1. This block diagram of the AD5940 only provides a hint of its internal complexity and functions, as well as the possibilities for the electrochemical tests it directly supports. (Source: Analog Devices)
Among the many types of tests that can be handled by the AD5940 include:
• Electrochemical amperometric measurements, where a bias voltage is applied to a sensor and the response current is monitored.
• Chronoamperometric, or pulse test, in which the voltage across the counter electrode and sense electrode is pulsed, disturbing the normal bias for the electrochemical cell. It’s often but not exclusively used with gas sensors.
• Cyclic voltammetry, where the voltage applied to an electrochemical cell is ramped up and then down in a triangular shape, while the response current on the working electrode is measured. (Note that two- and four-wire voltammetry is also used for impedance measurements on the body, and can measure internal body tissues.)
• Square-wave voltammetry (SWV), where the voltage between the reference and sense electrode is incremented as a square wave and the response current on the working electrode is measured after each half step.
• Electrochemical impedance spectroscopy (EIS), where impedance of the electrochemical cell is measured over a range of frequencies.
The AD5940 includes two high-precision excitation loops plus one common measurement channel. The first excitation loop, which can also generate signals from dc to 200 Hz, includes a dual-output-string digital-to-analog converter (DAC) and a low-noise potentiostat (Fig. 2). The latter is a circuit that controls the voltage difference between a “working” electrode and a “reference” electrode, with both electrodes in an electrochemical cell.
2. A simplified schematic of a potentiostat circuit makes clear it has a very different arrangement compared to the “standard” types of electronic measurements. (Source: Gamry Instruments)
One output of the DAC controls the noninverting input of the potentiostat, and the other output controls the noninverting input of a transimpedance amplifier (TIA). The second excitation loop has a high-speed 12-bit DAC that can generate excitation signals up to 200 kHz.
The device places emphasis on low operating power as well as low quiescent-power modes. An ultra-low-power potentiostat channel results in 6.5 μA of current consumption when powered on and all other blocks in hibernate mode. To minimize test-cycle burden on the host controller, it also includes a programmable sequencer with 6 kB of static RAM.

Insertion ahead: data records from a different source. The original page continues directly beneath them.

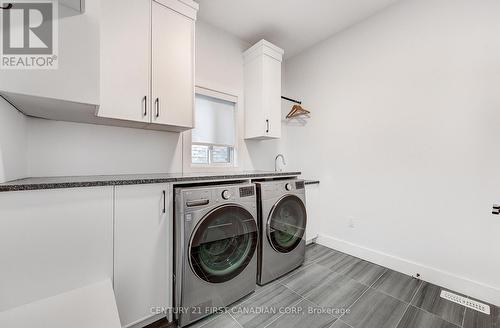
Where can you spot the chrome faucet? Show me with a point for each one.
(276, 162)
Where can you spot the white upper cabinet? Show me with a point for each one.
(75, 81)
(173, 67)
(122, 62)
(147, 73)
(125, 60)
(263, 91)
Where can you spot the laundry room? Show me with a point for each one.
(232, 163)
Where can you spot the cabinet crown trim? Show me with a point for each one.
(263, 47)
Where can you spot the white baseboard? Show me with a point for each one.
(445, 279)
(146, 321)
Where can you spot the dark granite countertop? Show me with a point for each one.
(115, 180)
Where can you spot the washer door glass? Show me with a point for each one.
(223, 244)
(287, 224)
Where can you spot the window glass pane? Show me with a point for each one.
(199, 154)
(221, 154)
(214, 121)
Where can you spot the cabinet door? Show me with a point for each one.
(125, 60)
(272, 96)
(143, 251)
(173, 67)
(53, 241)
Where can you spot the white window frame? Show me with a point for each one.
(234, 154)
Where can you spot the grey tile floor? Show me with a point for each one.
(336, 290)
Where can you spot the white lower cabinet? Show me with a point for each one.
(53, 241)
(313, 207)
(143, 251)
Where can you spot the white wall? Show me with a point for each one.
(12, 143)
(404, 137)
(219, 66)
(62, 148)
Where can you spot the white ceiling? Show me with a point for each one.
(293, 25)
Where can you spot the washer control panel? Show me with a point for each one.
(226, 194)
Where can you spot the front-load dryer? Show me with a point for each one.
(216, 237)
(282, 224)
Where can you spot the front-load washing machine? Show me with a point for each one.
(216, 237)
(282, 224)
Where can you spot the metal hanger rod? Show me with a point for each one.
(292, 100)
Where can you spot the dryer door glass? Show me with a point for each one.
(287, 224)
(223, 243)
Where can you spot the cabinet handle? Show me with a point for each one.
(164, 201)
(157, 105)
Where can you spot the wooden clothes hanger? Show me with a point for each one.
(297, 110)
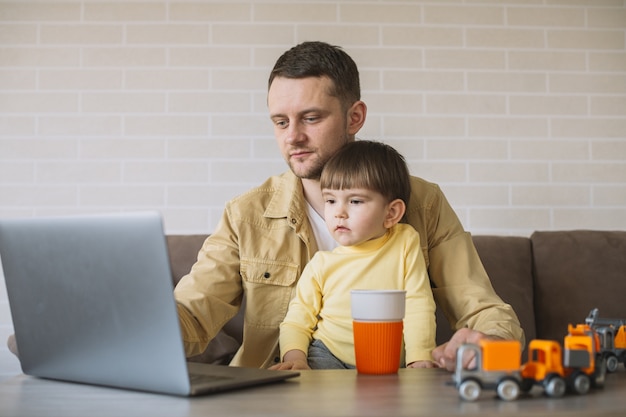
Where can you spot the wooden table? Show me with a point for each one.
(412, 392)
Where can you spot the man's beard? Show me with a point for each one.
(313, 173)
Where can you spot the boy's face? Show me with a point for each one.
(355, 215)
(309, 123)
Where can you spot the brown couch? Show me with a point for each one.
(551, 279)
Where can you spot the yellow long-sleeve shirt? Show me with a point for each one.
(321, 308)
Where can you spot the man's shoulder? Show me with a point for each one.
(284, 182)
(421, 185)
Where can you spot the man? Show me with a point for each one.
(267, 235)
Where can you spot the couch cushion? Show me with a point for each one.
(183, 252)
(508, 262)
(576, 271)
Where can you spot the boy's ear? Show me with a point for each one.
(395, 211)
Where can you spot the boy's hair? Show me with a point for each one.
(370, 165)
(319, 59)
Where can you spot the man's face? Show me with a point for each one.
(309, 124)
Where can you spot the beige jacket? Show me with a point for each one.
(263, 242)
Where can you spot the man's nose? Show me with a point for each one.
(295, 133)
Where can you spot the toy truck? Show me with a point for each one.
(577, 367)
(612, 333)
(497, 366)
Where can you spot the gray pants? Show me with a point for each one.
(320, 357)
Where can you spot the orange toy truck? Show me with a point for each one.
(576, 367)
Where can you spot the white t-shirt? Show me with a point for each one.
(323, 237)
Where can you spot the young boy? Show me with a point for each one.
(366, 190)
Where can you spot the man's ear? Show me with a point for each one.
(356, 117)
(395, 211)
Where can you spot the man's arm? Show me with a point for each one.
(460, 283)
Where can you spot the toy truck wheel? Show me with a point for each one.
(555, 387)
(612, 363)
(527, 384)
(508, 390)
(581, 384)
(469, 390)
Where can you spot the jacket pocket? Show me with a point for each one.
(269, 287)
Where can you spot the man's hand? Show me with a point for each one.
(293, 360)
(445, 355)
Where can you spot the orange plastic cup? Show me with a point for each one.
(377, 346)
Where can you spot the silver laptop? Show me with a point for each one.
(91, 301)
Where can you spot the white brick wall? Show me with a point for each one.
(517, 109)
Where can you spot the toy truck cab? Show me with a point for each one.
(576, 367)
(497, 364)
(612, 333)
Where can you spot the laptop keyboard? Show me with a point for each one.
(196, 378)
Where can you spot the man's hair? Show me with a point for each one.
(319, 59)
(370, 165)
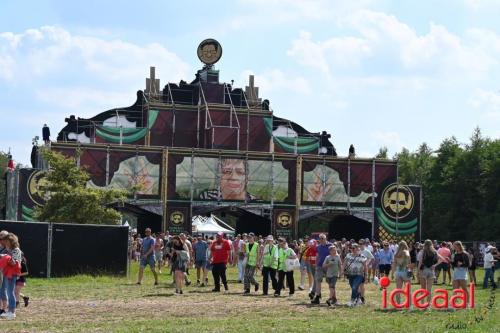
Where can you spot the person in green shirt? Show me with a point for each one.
(252, 252)
(269, 264)
(284, 253)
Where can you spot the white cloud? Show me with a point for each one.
(53, 51)
(276, 80)
(378, 37)
(487, 102)
(391, 140)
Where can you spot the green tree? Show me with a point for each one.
(69, 198)
(382, 153)
(3, 196)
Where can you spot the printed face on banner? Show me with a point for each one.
(135, 171)
(324, 184)
(231, 179)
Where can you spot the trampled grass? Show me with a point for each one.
(116, 304)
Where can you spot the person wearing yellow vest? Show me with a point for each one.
(269, 264)
(252, 252)
(284, 253)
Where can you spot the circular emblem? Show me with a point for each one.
(177, 218)
(209, 51)
(397, 201)
(35, 187)
(284, 220)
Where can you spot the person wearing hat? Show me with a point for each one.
(269, 264)
(241, 257)
(252, 251)
(355, 268)
(284, 253)
(220, 252)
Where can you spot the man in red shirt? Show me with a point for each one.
(220, 252)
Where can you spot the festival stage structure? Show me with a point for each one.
(206, 146)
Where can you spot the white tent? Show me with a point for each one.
(210, 225)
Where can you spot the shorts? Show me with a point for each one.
(319, 274)
(427, 273)
(200, 263)
(460, 273)
(332, 281)
(149, 260)
(442, 266)
(385, 269)
(310, 268)
(403, 275)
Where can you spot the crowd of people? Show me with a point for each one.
(13, 272)
(316, 260)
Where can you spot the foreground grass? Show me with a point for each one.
(116, 304)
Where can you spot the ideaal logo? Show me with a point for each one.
(440, 300)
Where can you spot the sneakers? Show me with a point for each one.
(8, 315)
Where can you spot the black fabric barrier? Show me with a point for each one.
(33, 240)
(76, 248)
(91, 249)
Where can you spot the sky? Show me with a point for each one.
(371, 73)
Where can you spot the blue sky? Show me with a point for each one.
(371, 73)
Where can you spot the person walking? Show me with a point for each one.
(284, 253)
(401, 266)
(489, 267)
(180, 262)
(427, 265)
(320, 272)
(147, 256)
(460, 264)
(355, 267)
(220, 255)
(200, 261)
(253, 258)
(333, 266)
(10, 276)
(269, 265)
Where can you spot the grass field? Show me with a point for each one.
(116, 304)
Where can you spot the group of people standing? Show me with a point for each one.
(13, 272)
(317, 260)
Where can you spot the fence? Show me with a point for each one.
(57, 249)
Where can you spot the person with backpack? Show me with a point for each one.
(427, 265)
(460, 264)
(355, 268)
(284, 253)
(269, 265)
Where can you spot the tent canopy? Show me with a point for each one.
(210, 225)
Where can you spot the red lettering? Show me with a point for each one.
(405, 292)
(460, 294)
(441, 294)
(384, 298)
(419, 295)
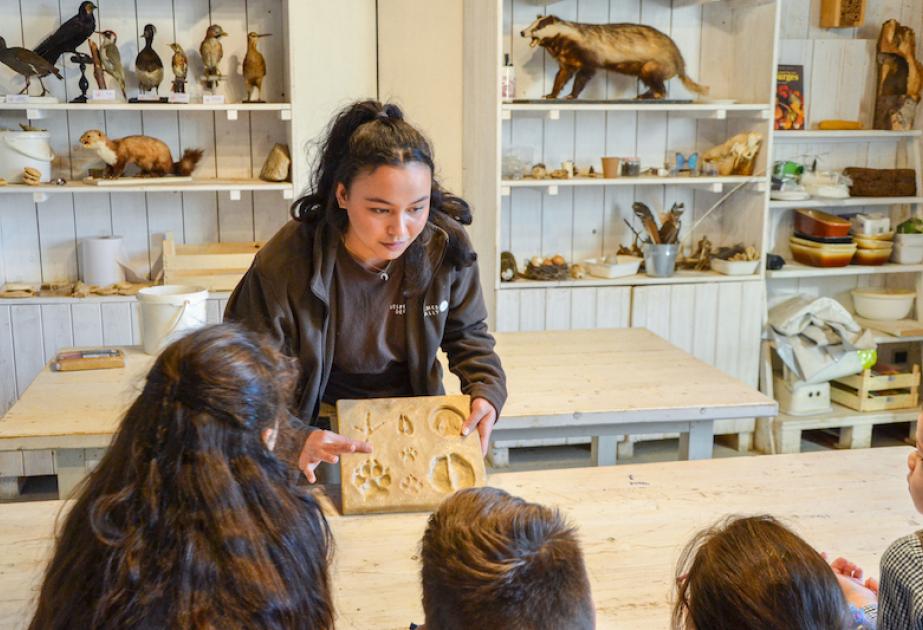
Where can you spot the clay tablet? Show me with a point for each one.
(419, 455)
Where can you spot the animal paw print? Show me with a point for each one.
(411, 485)
(405, 426)
(372, 478)
(408, 454)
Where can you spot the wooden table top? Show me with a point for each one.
(633, 521)
(552, 377)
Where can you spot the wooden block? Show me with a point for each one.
(419, 455)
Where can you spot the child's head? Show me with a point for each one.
(189, 520)
(915, 476)
(752, 573)
(491, 560)
(374, 180)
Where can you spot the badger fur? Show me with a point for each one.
(632, 49)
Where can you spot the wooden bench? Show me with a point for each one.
(633, 520)
(562, 384)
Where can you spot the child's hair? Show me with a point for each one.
(189, 521)
(362, 137)
(754, 573)
(491, 560)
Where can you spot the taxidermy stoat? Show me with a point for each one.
(150, 154)
(632, 49)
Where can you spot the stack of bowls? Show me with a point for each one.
(821, 239)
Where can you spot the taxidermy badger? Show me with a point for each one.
(150, 154)
(632, 49)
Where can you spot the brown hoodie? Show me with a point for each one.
(286, 295)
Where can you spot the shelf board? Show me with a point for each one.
(797, 270)
(862, 135)
(648, 180)
(845, 203)
(197, 185)
(680, 277)
(712, 110)
(92, 299)
(164, 107)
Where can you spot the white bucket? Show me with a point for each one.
(19, 149)
(169, 312)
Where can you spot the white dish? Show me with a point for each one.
(882, 304)
(734, 267)
(612, 266)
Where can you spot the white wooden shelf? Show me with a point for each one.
(38, 110)
(201, 185)
(715, 184)
(846, 203)
(719, 111)
(863, 135)
(797, 270)
(92, 299)
(680, 277)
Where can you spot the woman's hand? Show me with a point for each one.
(327, 446)
(483, 416)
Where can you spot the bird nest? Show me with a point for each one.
(549, 271)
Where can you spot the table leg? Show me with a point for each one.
(603, 450)
(70, 464)
(698, 442)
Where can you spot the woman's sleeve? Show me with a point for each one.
(257, 306)
(468, 344)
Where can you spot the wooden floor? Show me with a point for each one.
(633, 522)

Using this highly integrated device isn’t trivial due to the inherent nature of the tests. Therefore, Analog Devices prepared two detailed application notes in addition to the datasheet: AN-1557, “Implementing the AD5940 and AD8233 in a Full Bioelectric System” and AN-1563, “Optimizing the AD5940 for Electrochemical Measurements,” plus a general application note on the approach to body-related impedance measurements, “Jack of All Trades in Impedance Measurement.”
Going further, there are two EVAL-AD5940 evaluation boards—a Bio-Electric Evaluation Kit and an Electrochemical Evaluation Board Kit ($300 each) (Fig. 3). Each kit consists of an Arduino form-factor motherboard containing an ADuCM3029 microcontroller that runs sample firmware and communicates with one of two AD5940-based expander boards.
3.The EVAL-AD5940 Evaluation Boards (one for bio-electric measurements, the other for electrochemical applications) include a microcontroller and sample software, in addition to the AFE functions.
The AD5940 operates from a 2.8- to 3.6-V supply and comes in a 3.6- × 4.2-mm, 56-ball, WLCSP package. Since the AFE is designed for use in portable instruments and their harsher environments beyond the lab bench, it’s specified across an operating temperature range of −40 to +85°C. In 1000-piece lots, the ICs are priced at $4.17 each.